Es éste, pues, si se quiere, un libro filosófico, aunque no estamos en posibilidad de afirmar que quien lo escribe es un filósofo, pues filósofo es sólo aquél que tiene sistema filosófico. Ya lo decía don José Gaos al advertir que, al carecer de sistema, no se tenía él como filósofo sino, tan sólo, como profesor de filosofía.

Consideramos a la filosofía según es definida desde la perspectiva maestra del materialismo filosófico de Gustavo Bueno, a saber: como saber de segundo grado que se abre paso entre medio de saberes de primer grado (tecnológicos, científicos, políticos, militares, históricos, teológicos). El material de la filosofía son las Ideas. El de las ciencias son los conceptos y las categorías. La filosofía es un taller de las Ideas. Es una praxis de segundo grado en el que se producen sistemáticamente geometrías de las Ideas.

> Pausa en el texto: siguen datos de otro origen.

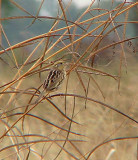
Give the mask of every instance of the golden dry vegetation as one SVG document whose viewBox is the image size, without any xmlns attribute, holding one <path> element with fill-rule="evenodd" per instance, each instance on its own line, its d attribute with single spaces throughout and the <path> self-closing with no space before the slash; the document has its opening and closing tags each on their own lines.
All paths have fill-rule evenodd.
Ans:
<svg viewBox="0 0 138 160">
<path fill-rule="evenodd" d="M 55 42 L 51 40 L 52 36 L 46 36 L 58 33 L 56 27 L 61 20 L 58 17 L 45 37 L 39 35 L 0 51 L 4 55 L 0 63 L 0 159 L 136 160 L 138 58 L 133 45 L 128 44 L 136 38 L 124 38 L 125 33 L 121 37 L 120 26 L 114 22 L 119 14 L 128 12 L 137 2 L 116 6 L 116 12 L 111 10 L 115 16 L 111 14 L 112 19 L 105 10 L 104 14 L 109 17 L 99 21 L 89 32 L 92 19 L 87 19 L 88 24 L 78 19 L 70 25 L 62 5 L 59 0 L 66 27 Z M 99 13 L 93 19 L 99 20 L 102 16 Z M 76 27 L 86 24 L 87 32 L 83 31 L 75 40 Z M 59 28 L 61 30 L 63 28 Z M 93 35 L 94 30 L 99 31 L 97 36 L 90 38 L 87 44 L 82 42 Z M 125 26 L 122 30 L 125 31 Z M 68 37 L 69 43 L 63 43 L 64 36 L 70 32 L 73 36 Z M 104 37 L 112 32 L 118 38 L 115 42 L 109 39 L 104 45 Z M 20 65 L 24 48 L 32 47 L 29 43 L 35 40 L 33 50 L 26 54 Z M 53 51 L 59 43 L 62 45 Z M 81 43 L 84 46 L 80 46 Z M 136 52 L 136 46 L 134 48 Z M 6 54 L 13 55 L 16 67 L 11 61 L 8 61 L 9 65 L 5 63 Z M 51 64 L 59 59 L 67 63 L 64 83 L 57 91 L 34 103 Z"/>
</svg>

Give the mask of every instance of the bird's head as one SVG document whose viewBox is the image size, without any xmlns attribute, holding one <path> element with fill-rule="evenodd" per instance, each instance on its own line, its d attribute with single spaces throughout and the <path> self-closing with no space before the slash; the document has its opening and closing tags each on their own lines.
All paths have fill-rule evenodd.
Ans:
<svg viewBox="0 0 138 160">
<path fill-rule="evenodd" d="M 61 60 L 61 61 L 55 62 L 53 67 L 59 70 L 63 70 L 65 67 L 65 61 Z"/>
</svg>

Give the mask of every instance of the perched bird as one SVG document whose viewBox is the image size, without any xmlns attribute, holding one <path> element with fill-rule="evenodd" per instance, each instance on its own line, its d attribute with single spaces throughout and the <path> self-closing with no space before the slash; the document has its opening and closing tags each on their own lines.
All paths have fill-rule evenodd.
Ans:
<svg viewBox="0 0 138 160">
<path fill-rule="evenodd" d="M 43 91 L 40 93 L 38 99 L 35 103 L 37 103 L 46 92 L 47 94 L 53 91 L 56 91 L 60 84 L 66 77 L 66 70 L 65 70 L 65 62 L 58 61 L 54 63 L 52 69 L 50 70 L 47 78 L 43 83 Z"/>
</svg>

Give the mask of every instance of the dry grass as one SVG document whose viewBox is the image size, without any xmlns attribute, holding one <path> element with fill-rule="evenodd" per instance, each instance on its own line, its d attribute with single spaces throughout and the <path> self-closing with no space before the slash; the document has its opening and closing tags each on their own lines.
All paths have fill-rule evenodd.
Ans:
<svg viewBox="0 0 138 160">
<path fill-rule="evenodd" d="M 91 3 L 70 22 L 66 12 L 70 6 L 65 8 L 59 0 L 61 16 L 50 18 L 55 23 L 48 33 L 13 46 L 7 39 L 9 48 L 0 51 L 0 159 L 137 159 L 138 64 L 131 43 L 136 37 L 126 38 L 125 34 L 128 12 L 136 5 L 121 3 L 82 20 L 92 12 Z M 122 14 L 123 26 L 116 20 Z M 105 15 L 106 20 L 101 20 Z M 58 28 L 62 20 L 66 26 Z M 92 23 L 94 29 L 90 29 Z M 78 28 L 82 30 L 79 36 Z M 6 38 L 2 25 L 1 29 Z M 111 42 L 108 36 L 113 33 Z M 21 65 L 28 48 L 32 51 L 28 50 Z M 12 60 L 6 59 L 7 54 Z M 64 84 L 34 104 L 51 62 L 59 59 L 68 63 Z"/>
</svg>

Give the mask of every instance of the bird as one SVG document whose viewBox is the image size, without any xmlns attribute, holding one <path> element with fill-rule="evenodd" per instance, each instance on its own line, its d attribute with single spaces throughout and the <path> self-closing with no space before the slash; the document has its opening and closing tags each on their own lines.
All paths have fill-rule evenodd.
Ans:
<svg viewBox="0 0 138 160">
<path fill-rule="evenodd" d="M 58 90 L 65 78 L 65 61 L 61 60 L 55 62 L 52 69 L 49 71 L 47 78 L 44 80 L 43 91 L 40 93 L 35 103 L 38 103 L 45 93 L 48 95 L 50 92 Z"/>
</svg>

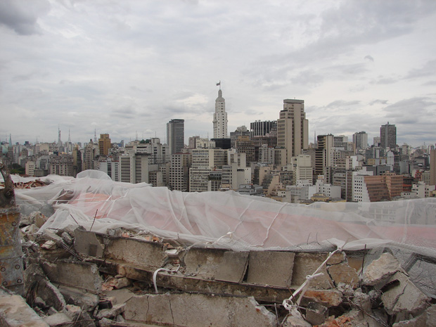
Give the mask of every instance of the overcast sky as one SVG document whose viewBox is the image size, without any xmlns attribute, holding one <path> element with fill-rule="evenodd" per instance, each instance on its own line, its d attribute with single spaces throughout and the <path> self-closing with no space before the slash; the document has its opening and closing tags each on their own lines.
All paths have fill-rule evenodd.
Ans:
<svg viewBox="0 0 436 327">
<path fill-rule="evenodd" d="M 0 0 L 0 139 L 213 136 L 302 99 L 314 134 L 436 142 L 436 1 Z"/>
</svg>

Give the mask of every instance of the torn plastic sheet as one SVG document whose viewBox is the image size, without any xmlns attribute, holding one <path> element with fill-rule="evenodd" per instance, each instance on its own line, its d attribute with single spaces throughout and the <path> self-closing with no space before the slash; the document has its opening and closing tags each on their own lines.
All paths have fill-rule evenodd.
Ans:
<svg viewBox="0 0 436 327">
<path fill-rule="evenodd" d="M 75 220 L 88 230 L 94 224 L 96 232 L 124 227 L 233 250 L 319 248 L 331 245 L 334 238 L 347 242 L 344 250 L 396 243 L 436 253 L 435 198 L 307 206 L 233 191 L 183 193 L 115 182 L 97 171 L 82 172 L 75 179 L 45 179 L 51 184 L 16 190 L 17 203 L 27 214 L 44 205 L 55 208 L 42 230 Z"/>
</svg>

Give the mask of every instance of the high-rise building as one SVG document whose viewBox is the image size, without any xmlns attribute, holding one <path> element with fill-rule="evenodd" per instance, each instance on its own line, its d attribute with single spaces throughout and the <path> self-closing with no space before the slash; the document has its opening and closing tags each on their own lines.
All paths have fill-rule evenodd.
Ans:
<svg viewBox="0 0 436 327">
<path fill-rule="evenodd" d="M 222 97 L 221 82 L 219 84 L 218 98 L 215 100 L 215 113 L 212 123 L 214 124 L 214 139 L 227 137 L 227 113 L 226 113 L 226 101 Z"/>
<path fill-rule="evenodd" d="M 189 191 L 217 191 L 212 184 L 227 165 L 227 150 L 196 148 L 192 150 L 192 164 L 189 169 Z M 221 183 L 219 183 L 221 184 Z"/>
<path fill-rule="evenodd" d="M 436 185 L 436 150 L 430 151 L 430 185 Z"/>
<path fill-rule="evenodd" d="M 98 149 L 100 150 L 100 155 L 108 155 L 109 149 L 110 148 L 110 138 L 109 134 L 100 134 L 98 139 Z"/>
<path fill-rule="evenodd" d="M 189 191 L 189 168 L 191 163 L 191 153 L 176 153 L 172 155 L 168 182 L 172 190 L 183 192 Z"/>
<path fill-rule="evenodd" d="M 287 163 L 309 147 L 309 122 L 304 100 L 283 100 L 283 110 L 277 120 L 277 146 L 286 148 Z"/>
<path fill-rule="evenodd" d="M 357 132 L 353 134 L 353 143 L 357 149 L 368 148 L 368 134 L 366 132 Z"/>
<path fill-rule="evenodd" d="M 250 136 L 264 136 L 272 129 L 277 129 L 276 120 L 256 120 L 250 123 Z"/>
<path fill-rule="evenodd" d="M 185 142 L 185 121 L 171 120 L 167 123 L 167 142 L 169 153 L 179 153 L 184 148 Z"/>
<path fill-rule="evenodd" d="M 315 174 L 326 175 L 328 167 L 333 164 L 333 136 L 318 135 L 318 148 L 315 150 Z"/>
<path fill-rule="evenodd" d="M 397 146 L 397 127 L 387 124 L 380 127 L 380 143 L 382 148 L 394 148 Z"/>
</svg>

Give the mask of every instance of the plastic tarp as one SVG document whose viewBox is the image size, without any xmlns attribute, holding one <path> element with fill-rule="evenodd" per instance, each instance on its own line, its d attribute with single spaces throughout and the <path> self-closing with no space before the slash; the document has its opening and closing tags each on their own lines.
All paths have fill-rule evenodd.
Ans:
<svg viewBox="0 0 436 327">
<path fill-rule="evenodd" d="M 17 178 L 13 176 L 14 181 Z M 23 213 L 51 215 L 41 229 L 78 224 L 104 233 L 124 227 L 182 243 L 240 250 L 323 248 L 338 242 L 346 243 L 345 250 L 395 244 L 436 257 L 435 198 L 305 205 L 233 191 L 184 193 L 115 182 L 98 171 L 41 179 L 51 184 L 15 190 Z"/>
</svg>

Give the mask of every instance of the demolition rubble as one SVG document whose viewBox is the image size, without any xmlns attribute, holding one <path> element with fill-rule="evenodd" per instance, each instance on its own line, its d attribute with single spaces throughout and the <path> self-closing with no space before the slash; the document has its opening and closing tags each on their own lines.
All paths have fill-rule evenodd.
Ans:
<svg viewBox="0 0 436 327">
<path fill-rule="evenodd" d="M 434 301 L 389 251 L 234 252 L 73 225 L 38 233 L 45 219 L 40 212 L 22 219 L 25 288 L 23 297 L 2 288 L 2 326 L 399 327 L 436 321 Z"/>
<path fill-rule="evenodd" d="M 237 250 L 113 222 L 97 228 L 96 212 L 82 224 L 74 210 L 56 227 L 44 213 L 55 216 L 71 192 L 28 212 L 10 187 L 0 190 L 1 327 L 436 324 L 434 275 L 416 274 L 436 260 L 416 247 L 404 255 L 332 239 L 318 250 Z"/>
</svg>

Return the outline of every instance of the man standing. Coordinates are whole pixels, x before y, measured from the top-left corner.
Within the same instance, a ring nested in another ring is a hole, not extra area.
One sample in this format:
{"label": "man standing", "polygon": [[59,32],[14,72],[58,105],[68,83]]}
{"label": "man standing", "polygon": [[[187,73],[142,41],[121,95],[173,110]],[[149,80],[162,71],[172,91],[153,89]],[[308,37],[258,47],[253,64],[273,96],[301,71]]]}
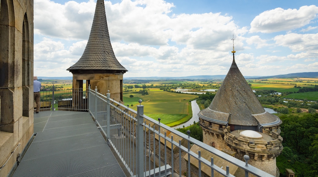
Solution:
{"label": "man standing", "polygon": [[33,77],[33,93],[34,95],[34,100],[37,104],[37,109],[35,113],[39,113],[40,110],[40,89],[41,89],[41,82],[38,81],[38,77]]}

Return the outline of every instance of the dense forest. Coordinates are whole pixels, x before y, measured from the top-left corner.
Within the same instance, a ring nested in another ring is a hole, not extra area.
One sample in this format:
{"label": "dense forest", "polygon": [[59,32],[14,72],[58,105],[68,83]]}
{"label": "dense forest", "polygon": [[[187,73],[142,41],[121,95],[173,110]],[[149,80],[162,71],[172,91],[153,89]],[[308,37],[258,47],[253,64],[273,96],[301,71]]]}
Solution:
{"label": "dense forest", "polygon": [[291,168],[298,176],[317,176],[318,172],[318,114],[302,117],[284,115],[280,117],[284,149],[276,164],[281,176]]}

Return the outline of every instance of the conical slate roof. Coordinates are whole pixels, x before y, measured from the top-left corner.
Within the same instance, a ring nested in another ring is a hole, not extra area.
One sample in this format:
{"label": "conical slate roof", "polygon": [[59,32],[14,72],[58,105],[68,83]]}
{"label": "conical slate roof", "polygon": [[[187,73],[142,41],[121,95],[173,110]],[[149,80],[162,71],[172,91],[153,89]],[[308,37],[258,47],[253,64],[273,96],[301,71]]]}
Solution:
{"label": "conical slate roof", "polygon": [[238,69],[233,62],[209,108],[199,117],[215,123],[245,126],[273,127],[281,123],[277,116],[264,109]]}
{"label": "conical slate roof", "polygon": [[128,71],[117,60],[113,50],[103,0],[97,0],[89,38],[83,55],[66,70],[72,73],[90,70],[122,73]]}

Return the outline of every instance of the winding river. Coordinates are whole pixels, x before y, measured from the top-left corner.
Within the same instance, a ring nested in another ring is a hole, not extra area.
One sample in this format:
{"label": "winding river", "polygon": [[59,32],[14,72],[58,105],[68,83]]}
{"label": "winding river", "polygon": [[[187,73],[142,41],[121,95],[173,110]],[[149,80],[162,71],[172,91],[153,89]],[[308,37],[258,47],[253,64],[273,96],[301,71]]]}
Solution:
{"label": "winding river", "polygon": [[191,119],[186,122],[173,127],[172,128],[175,129],[183,128],[183,125],[185,127],[186,127],[190,126],[190,125],[193,125],[193,122],[194,121],[196,121],[196,123],[199,121],[199,116],[198,116],[198,113],[200,112],[200,108],[199,108],[199,105],[197,103],[196,101],[196,100],[191,102],[191,106],[192,107],[192,118],[191,118]]}
{"label": "winding river", "polygon": [[[192,107],[192,118],[191,118],[191,119],[186,122],[173,127],[172,128],[176,129],[179,128],[183,128],[183,125],[185,127],[186,127],[190,126],[191,125],[193,125],[193,122],[194,121],[196,121],[196,123],[199,121],[199,116],[198,116],[198,113],[200,112],[200,108],[199,108],[199,105],[197,103],[196,101],[196,100],[195,100],[191,102],[191,106]],[[270,108],[264,108],[264,109],[266,111],[271,114],[278,113],[278,112],[275,111]]]}

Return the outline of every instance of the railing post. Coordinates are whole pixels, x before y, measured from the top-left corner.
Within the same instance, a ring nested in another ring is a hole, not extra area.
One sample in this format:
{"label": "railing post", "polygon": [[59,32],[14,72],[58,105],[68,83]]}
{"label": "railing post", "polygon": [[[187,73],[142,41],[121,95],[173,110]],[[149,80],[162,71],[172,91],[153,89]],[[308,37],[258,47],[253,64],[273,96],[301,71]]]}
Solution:
{"label": "railing post", "polygon": [[54,87],[53,85],[52,86],[52,111],[54,110]]}
{"label": "railing post", "polygon": [[[137,125],[136,141],[137,141],[137,176],[140,177],[144,176],[144,140],[143,140],[143,105],[141,105],[141,100],[138,102],[139,105],[137,106]],[[150,170],[150,169],[149,169]]]}
{"label": "railing post", "polygon": [[107,90],[107,93],[106,94],[106,96],[107,98],[107,103],[106,105],[106,111],[107,114],[106,122],[107,126],[106,129],[106,138],[108,140],[110,138],[110,94],[109,90]]}
{"label": "railing post", "polygon": [[[245,160],[245,166],[247,167],[248,166],[248,161],[250,160],[250,156],[245,154],[243,157],[244,160]],[[248,172],[247,170],[245,170],[245,177],[248,177]]]}
{"label": "railing post", "polygon": [[95,87],[95,106],[94,108],[94,111],[95,112],[95,120],[97,119],[97,86]]}

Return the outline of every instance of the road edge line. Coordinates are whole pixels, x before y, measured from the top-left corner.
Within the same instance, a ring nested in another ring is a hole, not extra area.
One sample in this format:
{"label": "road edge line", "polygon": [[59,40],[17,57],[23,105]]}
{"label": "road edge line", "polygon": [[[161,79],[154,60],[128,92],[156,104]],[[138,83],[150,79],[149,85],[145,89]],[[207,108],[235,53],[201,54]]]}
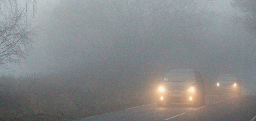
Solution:
{"label": "road edge line", "polygon": [[180,115],[183,115],[183,114],[186,114],[186,113],[186,113],[186,112],[185,112],[185,113],[181,113],[181,114],[178,114],[178,115],[175,115],[175,116],[174,116],[172,117],[170,117],[170,118],[168,118],[168,119],[164,119],[164,120],[163,120],[163,121],[166,121],[166,120],[170,120],[170,119],[172,119],[172,118],[175,118],[175,117],[178,117],[178,116],[180,116]]}
{"label": "road edge line", "polygon": [[218,102],[215,102],[215,103],[212,103],[212,104],[216,104],[217,103],[219,103],[219,102],[221,102],[222,101],[223,101],[223,100],[221,100],[220,101],[219,101]]}
{"label": "road edge line", "polygon": [[226,99],[230,99],[230,98],[231,97],[234,97],[234,96],[230,96],[230,97],[228,97],[228,98],[227,98]]}
{"label": "road edge line", "polygon": [[125,109],[125,110],[131,109],[133,109],[133,108],[138,108],[138,107],[141,107],[141,106],[145,106],[148,105],[152,105],[152,104],[156,104],[156,103],[151,103],[151,104],[146,104],[145,105],[142,105],[138,106],[135,106],[135,107],[132,107],[132,108],[128,108],[126,109]]}
{"label": "road edge line", "polygon": [[208,106],[208,105],[204,106],[203,106],[202,107],[200,107],[200,108],[197,108],[197,109],[193,109],[193,111],[195,111],[195,110],[197,110],[199,109],[201,109],[202,108],[204,108],[204,107],[207,107]]}
{"label": "road edge line", "polygon": [[250,120],[250,121],[254,121],[254,120],[255,120],[255,119],[256,119],[256,115],[255,115],[251,119],[251,120]]}

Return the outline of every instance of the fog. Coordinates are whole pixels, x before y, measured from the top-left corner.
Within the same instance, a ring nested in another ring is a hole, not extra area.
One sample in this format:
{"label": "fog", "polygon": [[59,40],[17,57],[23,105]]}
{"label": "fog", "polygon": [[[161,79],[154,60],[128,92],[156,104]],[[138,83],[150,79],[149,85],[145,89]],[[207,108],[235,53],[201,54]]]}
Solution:
{"label": "fog", "polygon": [[42,30],[11,73],[98,80],[99,87],[162,78],[171,68],[198,68],[208,80],[255,68],[256,37],[234,18],[242,12],[229,1],[39,1]]}

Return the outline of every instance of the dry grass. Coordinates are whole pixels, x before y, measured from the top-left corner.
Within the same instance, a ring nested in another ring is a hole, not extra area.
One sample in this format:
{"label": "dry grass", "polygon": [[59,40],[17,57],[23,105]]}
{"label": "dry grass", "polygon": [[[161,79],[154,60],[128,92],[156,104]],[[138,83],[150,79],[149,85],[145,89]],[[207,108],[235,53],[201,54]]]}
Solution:
{"label": "dry grass", "polygon": [[154,101],[143,90],[121,95],[58,77],[5,77],[0,82],[0,121],[72,121]]}

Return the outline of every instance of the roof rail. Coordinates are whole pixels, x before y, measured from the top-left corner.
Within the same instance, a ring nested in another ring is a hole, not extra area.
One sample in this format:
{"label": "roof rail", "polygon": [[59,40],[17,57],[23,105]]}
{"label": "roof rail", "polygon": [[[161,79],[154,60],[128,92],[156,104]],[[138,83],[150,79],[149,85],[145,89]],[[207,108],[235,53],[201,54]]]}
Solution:
{"label": "roof rail", "polygon": [[169,71],[168,71],[168,72],[170,71],[171,70],[173,70],[173,69],[175,69],[175,68],[171,68],[169,70]]}

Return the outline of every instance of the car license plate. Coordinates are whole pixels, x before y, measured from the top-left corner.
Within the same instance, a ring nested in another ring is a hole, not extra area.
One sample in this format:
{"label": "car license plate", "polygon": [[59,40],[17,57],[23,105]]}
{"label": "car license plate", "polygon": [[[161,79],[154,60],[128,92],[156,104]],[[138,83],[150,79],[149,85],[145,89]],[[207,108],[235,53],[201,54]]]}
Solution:
{"label": "car license plate", "polygon": [[171,97],[181,97],[182,96],[182,94],[170,94],[170,96]]}

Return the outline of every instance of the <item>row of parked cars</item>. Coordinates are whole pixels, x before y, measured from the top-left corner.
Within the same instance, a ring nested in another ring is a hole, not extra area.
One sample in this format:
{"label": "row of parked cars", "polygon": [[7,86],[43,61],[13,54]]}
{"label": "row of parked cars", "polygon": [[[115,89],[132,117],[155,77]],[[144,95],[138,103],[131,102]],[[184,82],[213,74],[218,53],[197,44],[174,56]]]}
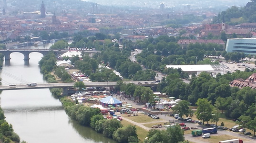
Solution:
{"label": "row of parked cars", "polygon": [[150,117],[152,117],[152,118],[154,119],[159,119],[160,118],[159,116],[155,116],[154,115],[151,114],[148,114],[148,116]]}
{"label": "row of parked cars", "polygon": [[192,120],[190,117],[187,117],[185,118],[182,118],[180,116],[179,114],[171,114],[170,115],[171,116],[173,116],[174,117],[175,117],[175,119],[178,119],[179,120],[186,121],[187,122],[191,122],[191,123],[198,123],[198,124],[200,124],[202,123],[201,121],[198,121],[198,120]]}

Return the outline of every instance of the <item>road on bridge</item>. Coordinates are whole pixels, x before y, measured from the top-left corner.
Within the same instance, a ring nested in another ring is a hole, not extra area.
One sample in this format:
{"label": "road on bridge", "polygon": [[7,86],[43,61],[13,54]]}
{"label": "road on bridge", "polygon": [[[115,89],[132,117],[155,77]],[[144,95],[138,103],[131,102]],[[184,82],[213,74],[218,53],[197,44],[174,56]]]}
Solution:
{"label": "road on bridge", "polygon": [[[133,83],[135,85],[143,86],[156,86],[158,82],[151,83],[153,81],[133,81]],[[128,84],[130,81],[124,81],[123,83]],[[74,82],[71,83],[42,83],[38,84],[36,86],[29,86],[27,85],[12,85],[0,86],[0,90],[10,90],[17,89],[49,89],[72,88],[74,86]],[[84,83],[86,87],[110,87],[116,85],[115,81],[110,82],[89,82]]]}

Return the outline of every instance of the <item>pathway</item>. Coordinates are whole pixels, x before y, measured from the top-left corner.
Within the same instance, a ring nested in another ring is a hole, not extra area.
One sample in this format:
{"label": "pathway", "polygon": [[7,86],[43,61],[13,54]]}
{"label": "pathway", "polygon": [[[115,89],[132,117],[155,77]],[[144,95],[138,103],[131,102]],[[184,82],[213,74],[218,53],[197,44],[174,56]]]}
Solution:
{"label": "pathway", "polygon": [[149,127],[147,127],[146,126],[145,126],[142,125],[141,124],[141,123],[137,123],[137,122],[134,122],[134,121],[133,121],[133,120],[130,120],[130,119],[128,119],[127,118],[123,117],[123,116],[122,116],[122,119],[123,120],[127,121],[128,121],[128,122],[130,122],[130,123],[131,123],[132,124],[134,124],[134,125],[137,125],[137,126],[139,126],[139,127],[141,127],[142,128],[143,128],[143,129],[144,129],[145,130],[146,130],[147,131],[148,131],[150,129],[151,129],[151,128],[150,128]]}

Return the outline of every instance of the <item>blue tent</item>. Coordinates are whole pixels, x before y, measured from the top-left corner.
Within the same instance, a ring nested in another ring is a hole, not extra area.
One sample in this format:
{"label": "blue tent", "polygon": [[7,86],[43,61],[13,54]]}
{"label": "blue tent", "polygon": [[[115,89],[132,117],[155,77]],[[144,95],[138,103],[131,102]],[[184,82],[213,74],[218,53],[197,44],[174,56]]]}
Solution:
{"label": "blue tent", "polygon": [[113,107],[115,107],[117,105],[122,106],[122,101],[114,98],[112,96],[107,97],[101,100],[100,102],[101,102],[101,104],[102,106],[108,106],[110,105]]}

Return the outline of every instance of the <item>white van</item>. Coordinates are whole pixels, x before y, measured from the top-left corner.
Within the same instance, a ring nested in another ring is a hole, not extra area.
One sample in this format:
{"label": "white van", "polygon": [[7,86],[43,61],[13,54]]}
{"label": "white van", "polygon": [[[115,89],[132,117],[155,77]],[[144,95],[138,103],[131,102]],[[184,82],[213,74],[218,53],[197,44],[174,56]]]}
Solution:
{"label": "white van", "polygon": [[205,134],[202,136],[203,138],[208,138],[211,137],[211,134],[210,133]]}
{"label": "white van", "polygon": [[35,82],[30,83],[28,84],[27,85],[28,86],[37,86],[37,83],[36,83]]}

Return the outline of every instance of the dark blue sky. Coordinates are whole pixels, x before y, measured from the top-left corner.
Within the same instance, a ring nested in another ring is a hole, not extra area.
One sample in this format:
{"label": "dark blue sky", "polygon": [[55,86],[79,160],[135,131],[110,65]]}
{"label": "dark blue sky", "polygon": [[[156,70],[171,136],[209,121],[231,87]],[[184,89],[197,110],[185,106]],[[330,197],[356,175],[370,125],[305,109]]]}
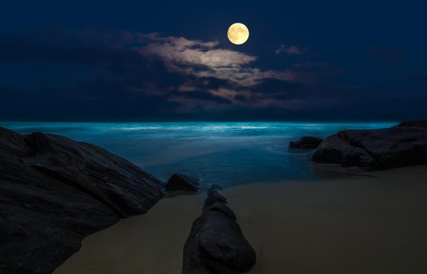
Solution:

El problema de México es entonces un libro de filosofía (de filosofía política, de filosofía de la historia) en tanto que con él se trata de ofrecer un diagnóstico de la configuración histórica, política e ideológica de México a la luz de la cual se buscará iluminar en perspectiva el conjunto de sus problemas y los perfiles de su problema. Partimos de un material histórico, político, jurídico, económico, de primer grado, para llevarlo luego a un estrato de configuración problemática, de segundo grado, en el que habremos de desbordar los límites de los saberes científico categoriales, de los informes (políticos, jurídicos, antropológicos, económicos), para encontrar en ese desbordamiento –como hemos precisado ya– el estrato de la filosofía (del ensayo filosófico). Es sólo en ese estrato, y no en el de la interdisciplinariedad, donde se nos aparecerá esa perspectiva maestra de síntesis desde la que nos será posible apreciar el problema de México acompasado dialécticamente con el curso y determinaciones de –e incorporando– los problemas de México.

Y es ahora José Revueltas en quien encontramos respaldo por cuanto a la perspectiva que queremos aquí demarcar. Dice en su Dialéctica de la conciencia (Era, México, 1982): ‘el sometimiento de las ideologías a la crítica es una tarea de la razón dialéctica: ya no corresponde a la ciencia, corresponde a la filosofía. Marx, en El Capital, hace a la vez una crítica de la economía política y una desmitificación de las ideologías. El Capital es, a la par, científico y filosófico. Su crítica revela la realidad íntima, esencial de la apariencia, al mismo tiempo que subvierte sus expresiones ideológicas, las hace estallar de un doble tiro’.